Instead I am referring to the results of the wonderful propaganda campaign arguments given by concerned readers to estrogen tyrant Cruel Wife in an attempt to give me my very own copy of Duke Nukem: Balls of Steel collector’s edition.   I’m on a misogynist scatological juvenile wet-dream Duke Nukem high.

Yes, it is $35 more.  But a BUST OF THE DUKE, man!   CW said “What comes with BoSE that you want so much?”

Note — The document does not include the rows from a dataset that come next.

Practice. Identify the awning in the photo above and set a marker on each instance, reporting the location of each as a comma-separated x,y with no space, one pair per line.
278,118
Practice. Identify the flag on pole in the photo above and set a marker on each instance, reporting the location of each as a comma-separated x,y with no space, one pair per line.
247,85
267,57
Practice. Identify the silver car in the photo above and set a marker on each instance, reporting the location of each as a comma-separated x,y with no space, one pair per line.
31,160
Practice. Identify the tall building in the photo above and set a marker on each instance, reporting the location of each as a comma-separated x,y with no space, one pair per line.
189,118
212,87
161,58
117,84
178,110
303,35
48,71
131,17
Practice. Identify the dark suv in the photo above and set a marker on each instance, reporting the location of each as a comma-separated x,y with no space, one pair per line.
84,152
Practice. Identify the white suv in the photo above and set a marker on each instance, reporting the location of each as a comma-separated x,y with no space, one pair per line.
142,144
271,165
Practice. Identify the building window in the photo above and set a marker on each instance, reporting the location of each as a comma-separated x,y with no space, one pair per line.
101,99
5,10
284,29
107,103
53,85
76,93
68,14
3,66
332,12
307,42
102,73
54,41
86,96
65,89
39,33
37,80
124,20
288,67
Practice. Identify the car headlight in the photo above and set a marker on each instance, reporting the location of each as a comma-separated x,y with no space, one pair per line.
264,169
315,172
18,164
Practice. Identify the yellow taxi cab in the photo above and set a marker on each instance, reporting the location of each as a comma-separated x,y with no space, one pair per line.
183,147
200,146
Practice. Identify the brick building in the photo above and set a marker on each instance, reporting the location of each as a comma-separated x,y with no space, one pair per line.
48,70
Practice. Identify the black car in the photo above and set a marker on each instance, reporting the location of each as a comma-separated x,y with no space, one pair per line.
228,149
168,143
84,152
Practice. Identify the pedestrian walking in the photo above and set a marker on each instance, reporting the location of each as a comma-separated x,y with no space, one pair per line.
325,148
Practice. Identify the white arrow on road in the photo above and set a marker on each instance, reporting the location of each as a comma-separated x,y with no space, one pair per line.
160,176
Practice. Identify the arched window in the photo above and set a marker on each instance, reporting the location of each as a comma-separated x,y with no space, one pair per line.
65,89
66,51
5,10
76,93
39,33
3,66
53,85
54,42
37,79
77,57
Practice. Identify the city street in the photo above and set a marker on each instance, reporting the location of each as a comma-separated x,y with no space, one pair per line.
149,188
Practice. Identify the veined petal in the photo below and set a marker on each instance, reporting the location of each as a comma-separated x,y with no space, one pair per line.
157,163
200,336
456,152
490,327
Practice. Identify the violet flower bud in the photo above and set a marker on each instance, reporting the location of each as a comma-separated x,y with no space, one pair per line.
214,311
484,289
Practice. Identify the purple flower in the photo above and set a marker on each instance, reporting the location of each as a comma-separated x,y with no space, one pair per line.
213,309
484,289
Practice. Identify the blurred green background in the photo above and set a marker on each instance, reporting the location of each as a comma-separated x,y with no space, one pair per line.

I was horribly frustrated.  Are we so out of sync that she couldn’t see the obvious?

I wrote:

What do I want so much??? Did you look at the picture?  Did you listen when I described what came with it?  (I was frothy by now)
It’s got a bust of Duke!  It has Duke Nukem dice!  It has radioactivity bumper stickers!  A collector’s comic book!  Duke Nukem poker chips!  Duke Nukem postcards!  Duke Nukem art book!  It even has it’s own serialized Proof of Duke Nukem Officialness certificate!

She didn’t understand it, but she relented agreed to it this evening.

This is a triumph.  I’m making a note here: Huge Success.  It’s hard to overstate my satisfaction.  At LemurKing’sFolly, we do what we must, because we can.

ID10T Killer at work is getting one, too, so it only makes sense that I should be allowed to more fully share common experiences with co-workers/friends, right?  Delivery on June 14, of 2011.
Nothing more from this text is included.